ST. PETERSBURG - A St. Petersburg College program starting this fall will put unemployed workers on the factory floor of a cutting-edge LED technology company with plans for major growth.
The program may also land many of the workers a job at LumaStream, which is moving its Canadian manufacturing operations to Midtown St. Petersburg and plans to hire several hundred people in coming years.
The college's board of trustees this week approved an agreement with LumaStream to start a training program at the company's new manufacturing center at the corner of 22nd Street and First Avenue South.
Successful students would get preference for jobs, which could pay anywhere from $30,000 for an entry-level machinist to $100,000 for management roles, LumaStream president and CEO Eric Higgs said.
The project is the first being paid for by a $15-million federal grant aimed at training workers in advanced manufacturing at 12 Florida colleges.
The program will offer much-needed training for a workforce that lacks the necessary skills to get jobs with the the types of manufacturing and technology companies the city hopes to bring here, economic development officials said.
St. Petersburg is poised to become a major center for technology companies such as his, Higgs said.
"We really have an opportunity to become a technology hub - one of the most successful technology hubs in the country, I believe," he said.
LumaStream seemed like a perfect fit for the U.S. Department of Labor grant that St. Petersburg College has been tasked with overseeing across the state, college officials said.
Under the agreement, the college will pay $5,000 a month over the next two years to use space in LumaStream's 15,000-square-foot building, which is currently being renovated.
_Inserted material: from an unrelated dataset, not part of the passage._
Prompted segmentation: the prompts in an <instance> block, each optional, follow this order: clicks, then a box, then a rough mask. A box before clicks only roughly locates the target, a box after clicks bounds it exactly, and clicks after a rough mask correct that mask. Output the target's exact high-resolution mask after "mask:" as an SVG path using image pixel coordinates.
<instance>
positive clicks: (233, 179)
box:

The company anticipates building a new 50,000-square-foot factory a few years down the road to accommodate its projected growth, Higgs said.
The college expects the training program and several more under development with other technology and manufacturing companies to yield 224 jobs in Pinellas County and prepare many more for future work, said Gary Graham, the college's workforce outreach coordinator.
"We're going to be sure that we send them our strongest people we can with the skills they need because we want the companies to have faith in us and our program, and we want the students who complete the program to be successful," said Graham.
"Our definition of successful is they're back in the workforce and they have a job."
Assessment for the first round of students will begin in July, with coursework starting in September.
Although many of the 1,500 manufacturers in Pinellas County are small businesses with fewer than 10 people, Pinellas County ranks second in the state for total jobs in the manufacturing sector.
Economic development leaders envision LumaStream becoming an anchor for more advanced manufacturing companies in Midtown, where St. Petersburg College is building a new $12-million, 45,000-square-foot campus.
St. Petersburg Downtown Partnership head Peter Betzer says this type of hands-on training with actual equipment will lead technology companies such as SRI or Draper Labs to invest more locally and expand.
"I really see this as enabling a lot of people to get jobs, and yes, it will eventually attract others," said Betzer, who helped put the LumaStream program together.
The nonprofit Downtown Partnership has invested $25,000 in LumaStream, which Betzer said is on the fast track to becoming a major player in the energy industry.
Higgs told college officials Tuesday his business is riding a wave of demand for energy-efficient LED lighting as energy costs climb and traditional light bulbs are phased out.
The company doesn't actually make LED bulbs but, rather, digital controllers that give users precise command over light levels throughout entire buildings.
Its patented technology has been used to light the front columns of the St. Petersburg Museum of Fine Arts, the top of the Comcast tower in Philadelphia, luxury suites at Tropicana Field, and its list of clients continues to grow, Higgs said.